TITLE:
Prostate Cancer Biology Analytics
AUTHORS:
Philip De Melo
KEYWORDS:
Longitudinal PSA, Tumor Burden, Prostate Cancer
JOURNAL NAME:
Advances in Bioscience and Biotechnology,
Vol.17 No.7,
July
13,
2026
ABSTRACT: Prostate-specific antigen (PSA) time series exhibit both systematic trends and irregular fluctuations, complicating their interpretation in clinical contexts such as prostate cancer progression. In this study, we frame longitudinal PSA measurements within a stochastic dynamical systems perspective, drawing on the Fokker-Planck equation to decompose observed dynamics into directional (drift) and stochastic (diffusion) components.
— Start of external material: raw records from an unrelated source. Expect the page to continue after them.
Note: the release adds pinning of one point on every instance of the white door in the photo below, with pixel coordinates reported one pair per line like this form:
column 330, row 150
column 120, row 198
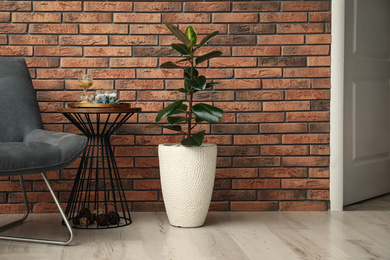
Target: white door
column 367, row 100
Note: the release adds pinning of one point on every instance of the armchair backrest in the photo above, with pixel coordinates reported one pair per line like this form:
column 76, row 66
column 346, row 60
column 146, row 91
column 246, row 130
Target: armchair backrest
column 19, row 110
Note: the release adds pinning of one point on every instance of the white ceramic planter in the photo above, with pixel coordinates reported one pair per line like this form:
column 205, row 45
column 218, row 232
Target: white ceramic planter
column 187, row 180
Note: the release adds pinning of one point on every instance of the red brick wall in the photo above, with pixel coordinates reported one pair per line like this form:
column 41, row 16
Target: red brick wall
column 274, row 73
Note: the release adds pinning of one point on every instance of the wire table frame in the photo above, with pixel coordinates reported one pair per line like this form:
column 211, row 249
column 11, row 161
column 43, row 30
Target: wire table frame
column 97, row 199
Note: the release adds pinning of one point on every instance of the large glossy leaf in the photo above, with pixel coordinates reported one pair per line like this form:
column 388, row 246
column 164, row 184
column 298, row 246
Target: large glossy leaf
column 208, row 56
column 195, row 140
column 168, row 110
column 191, row 35
column 179, row 34
column 207, row 38
column 180, row 48
column 207, row 113
column 169, row 65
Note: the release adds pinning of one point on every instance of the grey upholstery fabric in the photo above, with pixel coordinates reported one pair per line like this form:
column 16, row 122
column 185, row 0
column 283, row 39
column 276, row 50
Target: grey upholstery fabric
column 25, row 148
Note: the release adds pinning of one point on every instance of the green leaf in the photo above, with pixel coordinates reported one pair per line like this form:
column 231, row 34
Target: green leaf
column 191, row 35
column 195, row 140
column 180, row 48
column 208, row 56
column 207, row 113
column 207, row 38
column 168, row 110
column 176, row 119
column 179, row 34
column 169, row 65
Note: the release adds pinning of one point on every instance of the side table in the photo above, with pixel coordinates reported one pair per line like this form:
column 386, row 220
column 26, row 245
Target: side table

The drift term captures the underlying progression of disease activity, while the diffusion term represents measurement variability and biological noise. Using a multi-year PSA dataset, we estimate a positive but slow drift (≈0.8 units/year) and moderate diffusion, corresponding to a PSA doubling time of approximately 4.4 years. To further refine interpretation, we introduce a latent state formulation in which the observed PSA values are modeled as noisy realizations of an unobserved disease process. This state-space approach enables separation of signal from noise, yielding a smoothed trajectory that reflects underlying biological activity without assuming direct equivalence between PSA levels and disease stage. Importantly, while the latent state reduces the impact of stochastic fluctuations, it does not eliminate uncertainty and cannot uniquely distinguish between benign conditions, localized cancer, or metastatic disease. Our results highlight that PSA dynamics are best understood as a combination of deterministic progression and stochastic variability. Although drift-diffusion and latent-state models provide a principled framework for analyzing PSA trajectories, they remain insufficient for definitive clinical diagnosis in isolation. Integration with imaging, histopathology, and other clinical indicators is essential for accurate assessment of disease status. The analysis was performed on 25 longitudinal PSA measurements collected from a single prostate cancer patient during approximately five years of post-treatment follow-up.